The other division is a more realistic one, and also wouldn’t involve taking away old recipes from players while doing the standardizing across old expansions. That division would go like this: Blacksmiths create weapons with metal in them: swords, axes, maces, polearms, daggers, fist weapons. Leatherworkers create weapons with bone in them: axes, daggers, maces, fist weapons, staves, polearms, bows. Enchanters (or Jewelcrafters) craft magic heavy items: swords, daggers, maces, staves, off-hands. All these would be stat-flippers, or have a recipe for each primary stat/role, so you don’t have to wonder why a Blacksmith can make a strength-enhancing sword, but an agility sword is just beyond them, even though the enchancements to both are assumed to be magic.

And do you notice something? Some professions have the same weapon types as other professions. THIS IS FINE. Again, I don’t really care that much if my agility sword looks the same as my strength sword and has the same stats as my agility dagger. Just so long as I have the option to make it again!

That said, if you wish to make the weapons more unique across either weapon types or profession rescipes, then give them different t-mogs (my fist weapons from leatherworker shouldn’t look like metal claws anyway), different secondary stat combinations, or even start bringing back unique on-hit proc abilities such as the Shivervenom Lance or the Thrash Blade (to take an example from Classic). Unique procs would again add value back into crafted items as some may be particularly prized for raids or PvP, as would secondary stat combinations (as long as ilevel keeps up, refer to my first post).

Solution: Woodworker Profession
To go along with the above solutions–not in place of them! along with them!–consider releasing a new profession called woodworking. This profession makes staves, shields, polearms, bows, arrows, (aka all that gear that keeps flip-flopping from profession to profession or hasn’t yet appeared in one) and perhaps some various trinkets or consumables in the form of totems and along the lines of the old Jewelcrafting statues, figurines, and Engineering bombs.
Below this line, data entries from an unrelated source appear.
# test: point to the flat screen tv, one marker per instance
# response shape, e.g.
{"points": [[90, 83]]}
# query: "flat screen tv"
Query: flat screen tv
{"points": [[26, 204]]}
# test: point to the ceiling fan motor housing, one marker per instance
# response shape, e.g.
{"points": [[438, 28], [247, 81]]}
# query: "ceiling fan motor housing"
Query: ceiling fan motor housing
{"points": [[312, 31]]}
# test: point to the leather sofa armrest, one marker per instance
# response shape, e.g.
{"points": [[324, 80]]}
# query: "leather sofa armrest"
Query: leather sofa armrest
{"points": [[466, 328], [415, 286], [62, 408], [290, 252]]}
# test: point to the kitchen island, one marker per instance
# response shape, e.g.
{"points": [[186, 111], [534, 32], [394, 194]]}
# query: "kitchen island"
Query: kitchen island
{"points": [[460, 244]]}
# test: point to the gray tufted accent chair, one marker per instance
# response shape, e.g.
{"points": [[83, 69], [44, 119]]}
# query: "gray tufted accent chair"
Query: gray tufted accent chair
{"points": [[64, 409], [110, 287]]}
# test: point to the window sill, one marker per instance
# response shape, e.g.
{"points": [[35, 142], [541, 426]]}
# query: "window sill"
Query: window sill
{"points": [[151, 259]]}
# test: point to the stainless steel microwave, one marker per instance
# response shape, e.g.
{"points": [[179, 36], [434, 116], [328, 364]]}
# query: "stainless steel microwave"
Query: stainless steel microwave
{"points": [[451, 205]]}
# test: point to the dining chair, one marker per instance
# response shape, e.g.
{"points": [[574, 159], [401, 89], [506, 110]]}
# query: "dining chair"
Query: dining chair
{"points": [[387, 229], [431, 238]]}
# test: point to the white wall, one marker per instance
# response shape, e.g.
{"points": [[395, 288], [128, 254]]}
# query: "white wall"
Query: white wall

If the devs wanted to bring back how crafters need to work together for some items, then this profession could also make the wood stocks for Engineering guns and Blacksmithing axes and polearms. The gathering profession for this would probably need to co-opt Herbalism to now also include sticks as a possible drop from herb nodes. (Though I wonder if it could be worked into Skinning as a kind of “Forester” profession instead? I mainly say this, not because I think it’d make sense, but because all the gathering professions but Skinning have multiple professions that are fed by it.) Alternatively, just a new gathering profession called Forestry, and start changing some of the static trees of old zones into objects that allow you to gather wood from them. (Just please, PLEASE don’t go randomly adding oak trees to all zones to satisfy this profession as some MMOs do, because the lack of fitting species for the climate looks really ugly and lazy.)

As an idea for a future expansion, Woodworker would also be able to craft portable siege vehicles and items for some sort of player housing (or garrison decorations).